L’éjaculation précoce n’a pas fait l’objet d’une investigation dans la littérature psychanalytique. Il n’en a été question jusqu’ici que dans le cadre général des impuissances. Il en est ainsi des écrits de Steiner (1907) et de Ferenczi (1908). Le premier de ces auteurs donne une vue ramassée des faits recueillis par la psychanalyse dans ce domaine. Ferenczi s’occupe plus précisément de l’origine des troubles. Dans son écrit les causes inconscientes de l’impuissance prennent leur pleine valeur.

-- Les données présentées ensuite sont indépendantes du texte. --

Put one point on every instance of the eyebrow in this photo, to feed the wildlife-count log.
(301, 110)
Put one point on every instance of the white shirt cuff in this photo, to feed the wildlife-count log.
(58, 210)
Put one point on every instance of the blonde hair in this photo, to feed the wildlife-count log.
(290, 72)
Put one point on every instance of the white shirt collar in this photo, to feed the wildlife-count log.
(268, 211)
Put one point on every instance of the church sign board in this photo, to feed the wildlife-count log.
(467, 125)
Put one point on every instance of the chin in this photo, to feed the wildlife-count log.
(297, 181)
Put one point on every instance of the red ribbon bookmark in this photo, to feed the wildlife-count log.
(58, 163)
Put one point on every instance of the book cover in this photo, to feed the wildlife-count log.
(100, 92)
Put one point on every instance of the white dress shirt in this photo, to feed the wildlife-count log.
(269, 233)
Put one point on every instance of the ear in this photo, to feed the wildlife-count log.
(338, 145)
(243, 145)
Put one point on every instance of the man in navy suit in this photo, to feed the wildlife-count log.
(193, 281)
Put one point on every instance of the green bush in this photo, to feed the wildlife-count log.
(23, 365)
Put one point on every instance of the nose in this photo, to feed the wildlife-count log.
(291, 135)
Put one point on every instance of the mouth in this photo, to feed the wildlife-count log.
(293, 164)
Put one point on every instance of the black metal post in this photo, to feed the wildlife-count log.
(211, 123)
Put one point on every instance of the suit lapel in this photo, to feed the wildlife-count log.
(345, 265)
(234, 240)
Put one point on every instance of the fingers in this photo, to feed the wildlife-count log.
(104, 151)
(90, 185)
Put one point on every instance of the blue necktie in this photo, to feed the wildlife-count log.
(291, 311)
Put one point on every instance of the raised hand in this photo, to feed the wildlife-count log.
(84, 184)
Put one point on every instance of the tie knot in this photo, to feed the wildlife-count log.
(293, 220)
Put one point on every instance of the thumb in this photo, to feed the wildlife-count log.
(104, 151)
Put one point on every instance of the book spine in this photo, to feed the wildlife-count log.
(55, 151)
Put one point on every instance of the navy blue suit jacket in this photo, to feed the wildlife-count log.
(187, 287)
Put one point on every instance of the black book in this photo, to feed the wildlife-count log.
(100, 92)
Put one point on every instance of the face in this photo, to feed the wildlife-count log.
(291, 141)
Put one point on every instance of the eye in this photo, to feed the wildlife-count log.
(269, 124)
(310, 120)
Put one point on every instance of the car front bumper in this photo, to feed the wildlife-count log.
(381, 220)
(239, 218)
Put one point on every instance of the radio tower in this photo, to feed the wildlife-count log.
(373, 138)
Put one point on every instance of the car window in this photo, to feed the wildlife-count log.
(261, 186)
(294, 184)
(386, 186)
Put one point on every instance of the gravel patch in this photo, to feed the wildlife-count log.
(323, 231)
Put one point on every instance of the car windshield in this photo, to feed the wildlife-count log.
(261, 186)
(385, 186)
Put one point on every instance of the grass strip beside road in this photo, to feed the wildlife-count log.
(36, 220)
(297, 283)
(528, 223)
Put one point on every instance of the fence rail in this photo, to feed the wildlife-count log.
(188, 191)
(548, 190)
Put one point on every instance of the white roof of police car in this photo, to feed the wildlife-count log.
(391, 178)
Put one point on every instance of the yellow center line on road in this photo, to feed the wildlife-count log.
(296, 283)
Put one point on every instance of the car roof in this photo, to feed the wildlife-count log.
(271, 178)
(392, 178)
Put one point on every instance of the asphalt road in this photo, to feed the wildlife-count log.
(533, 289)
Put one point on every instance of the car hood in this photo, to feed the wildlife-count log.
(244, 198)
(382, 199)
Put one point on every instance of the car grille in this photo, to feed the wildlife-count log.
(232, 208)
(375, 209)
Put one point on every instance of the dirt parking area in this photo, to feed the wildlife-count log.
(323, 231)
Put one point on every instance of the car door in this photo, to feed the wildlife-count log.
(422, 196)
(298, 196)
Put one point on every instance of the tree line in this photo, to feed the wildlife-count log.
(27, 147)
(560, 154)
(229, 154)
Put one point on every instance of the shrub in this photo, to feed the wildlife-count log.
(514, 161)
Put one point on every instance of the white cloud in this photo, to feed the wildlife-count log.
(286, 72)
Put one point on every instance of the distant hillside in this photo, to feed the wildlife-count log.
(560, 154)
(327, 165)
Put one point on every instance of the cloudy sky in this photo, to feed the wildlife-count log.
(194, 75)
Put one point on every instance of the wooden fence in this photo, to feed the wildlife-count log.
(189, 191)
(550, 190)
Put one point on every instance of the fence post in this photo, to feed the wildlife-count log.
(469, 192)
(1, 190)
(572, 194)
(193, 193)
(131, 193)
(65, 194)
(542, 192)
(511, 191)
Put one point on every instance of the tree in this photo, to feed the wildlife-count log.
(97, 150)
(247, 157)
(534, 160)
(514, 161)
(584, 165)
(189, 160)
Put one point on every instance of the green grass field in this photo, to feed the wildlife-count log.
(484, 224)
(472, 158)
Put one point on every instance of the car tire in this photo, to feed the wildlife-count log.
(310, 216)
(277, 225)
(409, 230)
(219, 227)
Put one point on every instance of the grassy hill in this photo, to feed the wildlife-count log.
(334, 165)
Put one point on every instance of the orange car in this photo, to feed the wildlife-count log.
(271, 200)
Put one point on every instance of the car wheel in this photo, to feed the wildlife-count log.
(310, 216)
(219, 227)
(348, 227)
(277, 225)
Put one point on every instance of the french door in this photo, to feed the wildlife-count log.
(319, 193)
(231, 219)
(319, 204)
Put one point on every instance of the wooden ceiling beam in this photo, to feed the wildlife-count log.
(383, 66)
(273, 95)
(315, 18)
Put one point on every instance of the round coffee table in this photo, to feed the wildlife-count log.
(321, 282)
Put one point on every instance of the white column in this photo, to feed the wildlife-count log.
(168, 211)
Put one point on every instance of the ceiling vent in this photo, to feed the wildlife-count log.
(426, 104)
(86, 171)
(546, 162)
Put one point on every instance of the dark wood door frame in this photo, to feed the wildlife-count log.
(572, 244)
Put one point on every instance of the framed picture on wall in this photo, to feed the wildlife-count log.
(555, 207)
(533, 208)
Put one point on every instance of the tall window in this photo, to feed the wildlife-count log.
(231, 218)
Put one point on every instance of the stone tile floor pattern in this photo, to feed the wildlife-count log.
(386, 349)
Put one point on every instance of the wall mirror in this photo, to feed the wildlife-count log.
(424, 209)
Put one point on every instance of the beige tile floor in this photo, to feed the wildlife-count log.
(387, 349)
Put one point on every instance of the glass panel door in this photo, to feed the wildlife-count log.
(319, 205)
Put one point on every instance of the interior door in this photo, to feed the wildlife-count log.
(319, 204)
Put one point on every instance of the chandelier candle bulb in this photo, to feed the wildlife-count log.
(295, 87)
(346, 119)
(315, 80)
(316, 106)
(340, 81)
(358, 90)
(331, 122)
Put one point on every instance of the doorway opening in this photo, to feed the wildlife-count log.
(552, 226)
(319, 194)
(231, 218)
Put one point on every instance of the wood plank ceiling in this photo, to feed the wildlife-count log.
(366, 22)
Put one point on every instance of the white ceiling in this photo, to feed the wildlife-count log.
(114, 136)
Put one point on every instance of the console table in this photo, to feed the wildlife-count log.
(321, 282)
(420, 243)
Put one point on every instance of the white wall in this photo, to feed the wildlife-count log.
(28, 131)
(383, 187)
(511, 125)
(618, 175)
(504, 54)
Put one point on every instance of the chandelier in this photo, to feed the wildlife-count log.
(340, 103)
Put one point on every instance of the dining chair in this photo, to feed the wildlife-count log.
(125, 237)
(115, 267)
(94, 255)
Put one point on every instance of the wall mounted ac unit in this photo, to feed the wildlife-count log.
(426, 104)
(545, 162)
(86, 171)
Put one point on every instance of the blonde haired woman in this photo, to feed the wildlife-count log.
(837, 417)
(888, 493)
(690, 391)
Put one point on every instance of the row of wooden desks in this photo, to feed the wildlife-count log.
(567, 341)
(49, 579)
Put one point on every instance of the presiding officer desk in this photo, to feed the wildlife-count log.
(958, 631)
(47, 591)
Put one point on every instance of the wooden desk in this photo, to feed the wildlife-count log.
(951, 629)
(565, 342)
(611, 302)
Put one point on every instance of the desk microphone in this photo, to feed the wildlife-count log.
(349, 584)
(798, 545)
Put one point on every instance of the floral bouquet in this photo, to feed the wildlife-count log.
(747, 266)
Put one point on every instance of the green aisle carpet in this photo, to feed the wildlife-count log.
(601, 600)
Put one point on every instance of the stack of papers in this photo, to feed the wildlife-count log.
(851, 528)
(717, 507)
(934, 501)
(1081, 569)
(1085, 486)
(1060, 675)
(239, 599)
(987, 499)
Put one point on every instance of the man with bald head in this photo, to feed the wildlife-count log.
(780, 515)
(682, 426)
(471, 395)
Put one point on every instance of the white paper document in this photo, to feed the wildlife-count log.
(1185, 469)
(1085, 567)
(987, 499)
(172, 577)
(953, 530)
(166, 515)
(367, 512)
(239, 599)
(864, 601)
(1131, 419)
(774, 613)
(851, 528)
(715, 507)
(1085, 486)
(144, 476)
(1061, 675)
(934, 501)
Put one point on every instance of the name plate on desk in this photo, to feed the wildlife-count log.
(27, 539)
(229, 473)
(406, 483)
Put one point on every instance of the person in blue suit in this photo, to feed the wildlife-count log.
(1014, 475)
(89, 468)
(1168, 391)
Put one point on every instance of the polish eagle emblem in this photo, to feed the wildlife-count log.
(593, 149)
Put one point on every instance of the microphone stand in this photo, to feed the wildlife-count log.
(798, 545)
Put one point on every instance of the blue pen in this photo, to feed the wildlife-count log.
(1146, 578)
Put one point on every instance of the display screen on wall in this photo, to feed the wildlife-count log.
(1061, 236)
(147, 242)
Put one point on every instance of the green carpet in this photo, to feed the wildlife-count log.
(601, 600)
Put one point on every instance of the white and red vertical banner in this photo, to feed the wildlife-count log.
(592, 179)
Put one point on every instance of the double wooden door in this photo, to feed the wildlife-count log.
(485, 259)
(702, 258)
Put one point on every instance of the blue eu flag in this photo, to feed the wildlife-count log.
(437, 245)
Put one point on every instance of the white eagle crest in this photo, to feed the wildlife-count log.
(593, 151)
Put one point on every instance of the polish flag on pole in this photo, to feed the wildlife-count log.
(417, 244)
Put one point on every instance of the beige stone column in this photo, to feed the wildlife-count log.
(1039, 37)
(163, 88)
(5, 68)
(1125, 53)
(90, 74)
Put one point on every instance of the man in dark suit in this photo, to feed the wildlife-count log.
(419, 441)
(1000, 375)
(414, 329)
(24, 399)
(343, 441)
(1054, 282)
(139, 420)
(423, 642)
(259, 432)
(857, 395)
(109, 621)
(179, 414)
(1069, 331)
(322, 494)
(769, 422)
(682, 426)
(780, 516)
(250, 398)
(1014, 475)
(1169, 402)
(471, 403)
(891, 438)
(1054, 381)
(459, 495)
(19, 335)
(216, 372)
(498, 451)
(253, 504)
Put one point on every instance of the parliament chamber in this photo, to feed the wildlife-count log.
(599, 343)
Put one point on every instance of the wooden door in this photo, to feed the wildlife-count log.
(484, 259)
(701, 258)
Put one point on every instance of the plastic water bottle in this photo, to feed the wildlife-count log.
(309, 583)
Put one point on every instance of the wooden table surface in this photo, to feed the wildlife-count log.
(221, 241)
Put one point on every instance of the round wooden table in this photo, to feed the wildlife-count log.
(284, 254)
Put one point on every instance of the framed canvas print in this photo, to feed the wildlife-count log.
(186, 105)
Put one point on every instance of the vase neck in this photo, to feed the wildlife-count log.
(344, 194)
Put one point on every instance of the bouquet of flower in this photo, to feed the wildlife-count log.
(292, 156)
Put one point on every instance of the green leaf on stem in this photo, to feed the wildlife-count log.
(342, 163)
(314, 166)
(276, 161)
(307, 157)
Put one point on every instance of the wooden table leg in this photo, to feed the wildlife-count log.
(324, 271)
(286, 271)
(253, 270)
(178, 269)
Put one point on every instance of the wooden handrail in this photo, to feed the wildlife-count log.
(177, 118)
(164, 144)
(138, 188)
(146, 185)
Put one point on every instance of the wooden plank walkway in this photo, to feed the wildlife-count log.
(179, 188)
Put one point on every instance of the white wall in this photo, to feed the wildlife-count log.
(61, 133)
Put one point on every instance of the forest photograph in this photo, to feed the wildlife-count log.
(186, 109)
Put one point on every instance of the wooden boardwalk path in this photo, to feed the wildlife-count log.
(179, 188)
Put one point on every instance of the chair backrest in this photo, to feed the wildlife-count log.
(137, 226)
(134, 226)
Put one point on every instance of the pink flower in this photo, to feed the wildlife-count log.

Mais la prise en considération particulière de l’éjaculatio praecox ne s’y trouve pas non plus.

Et pourtant la littérature psychanalytique offre les bases qui peuvent permettre d’établir une investigation plus précise. A côté des œuvres de Freud, il faut rappeler certaines communications importantes de Sadger; je serai amené à m’y référer à maintes reprises.

J’ai eu l’occasion de traiter l’éjaculation précoce chez un certain nombre de névrosés. Il n’est pas dans mon intention d’exposer ici l’un ou l’autre de ces cas. Bien plutôt, je rapporterai les résultats de mes analyses précises sous une forme condensée, et dans la mesure ou je leur accorde une valeur générale.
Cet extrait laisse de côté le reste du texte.